Set a breakpoint somewhere that you'll hit each time through a frame. See if you can narrow down when the corruption is occurring. Does it start out bad?

Re: C++ WTF
by koitsu on 2013-01-07 (#105730)

cpow wrote:

WedNESday wrote:

The 4 Mirror[] entries are 240, 4, 14 and 0 when the debugger is run. At no point in the code are they set to anything other than 0, 1, 2 or 3 for obvious reasons.

Then you're memcpy()ing or otherwise walking beyond the end of some other nearby array in memory...

Given this showing exactly that, I would say your theory is likely. Not picking on ya WedNESday!
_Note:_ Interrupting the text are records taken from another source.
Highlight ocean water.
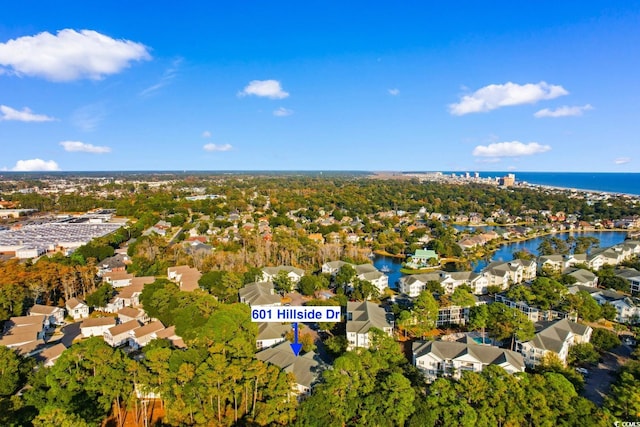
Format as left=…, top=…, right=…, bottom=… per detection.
left=472, top=172, right=640, bottom=195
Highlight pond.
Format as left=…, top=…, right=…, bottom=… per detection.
left=373, top=231, right=627, bottom=289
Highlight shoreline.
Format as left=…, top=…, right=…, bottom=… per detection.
left=515, top=181, right=640, bottom=200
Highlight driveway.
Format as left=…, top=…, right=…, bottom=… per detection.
left=582, top=345, right=631, bottom=406
left=60, top=322, right=81, bottom=348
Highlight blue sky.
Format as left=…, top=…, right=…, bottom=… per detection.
left=0, top=0, right=640, bottom=172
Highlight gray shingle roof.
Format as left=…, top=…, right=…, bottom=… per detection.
left=347, top=301, right=392, bottom=334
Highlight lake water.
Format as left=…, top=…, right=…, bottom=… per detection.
left=472, top=231, right=627, bottom=272
left=373, top=231, right=627, bottom=282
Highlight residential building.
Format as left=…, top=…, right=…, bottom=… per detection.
left=262, top=265, right=304, bottom=284
left=80, top=317, right=116, bottom=338
left=256, top=341, right=324, bottom=395
left=167, top=265, right=202, bottom=292
left=29, top=304, right=64, bottom=325
left=102, top=271, right=133, bottom=288
left=256, top=322, right=291, bottom=350
left=238, top=282, right=282, bottom=306
left=517, top=319, right=593, bottom=366
left=66, top=298, right=89, bottom=320
left=412, top=339, right=525, bottom=382
left=616, top=268, right=640, bottom=294
left=562, top=268, right=598, bottom=288
left=36, top=343, right=67, bottom=368
left=103, top=320, right=140, bottom=347
left=129, top=320, right=164, bottom=350
left=346, top=301, right=393, bottom=350
left=117, top=307, right=149, bottom=324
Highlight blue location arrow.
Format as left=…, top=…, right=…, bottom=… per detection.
left=291, top=322, right=302, bottom=356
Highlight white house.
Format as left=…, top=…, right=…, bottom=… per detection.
left=102, top=271, right=133, bottom=288
left=117, top=307, right=149, bottom=324
left=80, top=317, right=116, bottom=338
left=347, top=301, right=393, bottom=350
left=103, top=320, right=140, bottom=347
left=616, top=268, right=640, bottom=294
left=129, top=320, right=164, bottom=350
left=413, top=339, right=525, bottom=382
left=322, top=261, right=349, bottom=276
left=29, top=304, right=64, bottom=325
left=256, top=342, right=324, bottom=395
left=256, top=322, right=291, bottom=350
left=36, top=343, right=67, bottom=368
left=262, top=265, right=304, bottom=284
left=66, top=298, right=89, bottom=320
left=354, top=264, right=389, bottom=293
left=238, top=282, right=282, bottom=306
left=517, top=319, right=593, bottom=366
left=167, top=265, right=202, bottom=292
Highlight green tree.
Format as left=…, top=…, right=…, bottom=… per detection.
left=411, top=291, right=439, bottom=337
left=451, top=287, right=476, bottom=307
left=591, top=328, right=622, bottom=351
left=273, top=270, right=293, bottom=295
left=333, top=264, right=356, bottom=287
Just saying cpow's proposal sounds likely given some established history.

Too bad Windows doesn't have native valgrind; it can usually detect this kind of thing.

I'll expand on what cpow wrote here with something that's a little more technical but might make more sense to you:

cpow wrote:

If you ever see something in memory you know your code isn't writing there, you're usually wrong. Your code is writing it there but not the code you'd expect. For example, looking at all of your accesses to Mirror[] will not lead you to the culprit--it may actually lead you to some other problem if you discover that you're accessing Mirror[] with an out-of-bounds index, but that's not what's causing this problem. Looking at accesses to nearby arrays could help...but it's a long shot.

The reason it's a "long shot" and so on has to do with how OSes handle memory allocation. When a program starts there's actually a boatload of memory allocated all over the place (based on relevant executable header data and all the underlying segments defined in the executable itself -- yes I'm greatly and intentionally simplifying). A crash/exception (again keeping it simple) only happens when trying to access memory that is outside of the allocated space for your program -- anything that your program has allocated (either intentionally, or the kernel allocating for your program as a result of the program loading, etc.) is game for being accessed (read or written) without any complaint.

Memory allocation schemes in an OS do so in pages -- sequential amounts of memory that are not necessarily back-to-back linear. Phrased differently, let's say you have this line: foo = malloc(65536); bar = malloc(65536); You might be inclined to think that the underlying VM might allocate both 64KBytes back-to-back so that you could technically access foo[65536] and foo[65537] and actually be accessing memory allocated pointed to by the bar pointer. That assumption is wrong -- however, there may be memory (for other reasons) allocated for your program past that 64KByte allocation (referring to what foo points to) that can be accessed without an exceptions generated. It could be for some variables you allocated on the heap or the stack (either or). It could be for some underlying API bits that your program uses that allocates memory itself. All this is memory your program technically owns, which means you're actually free to access it in whatever ways you wish -- intentional or unintentional. This is how, for lack of better term, "memory gets corrupted" when a program does something it shouldn't be doing.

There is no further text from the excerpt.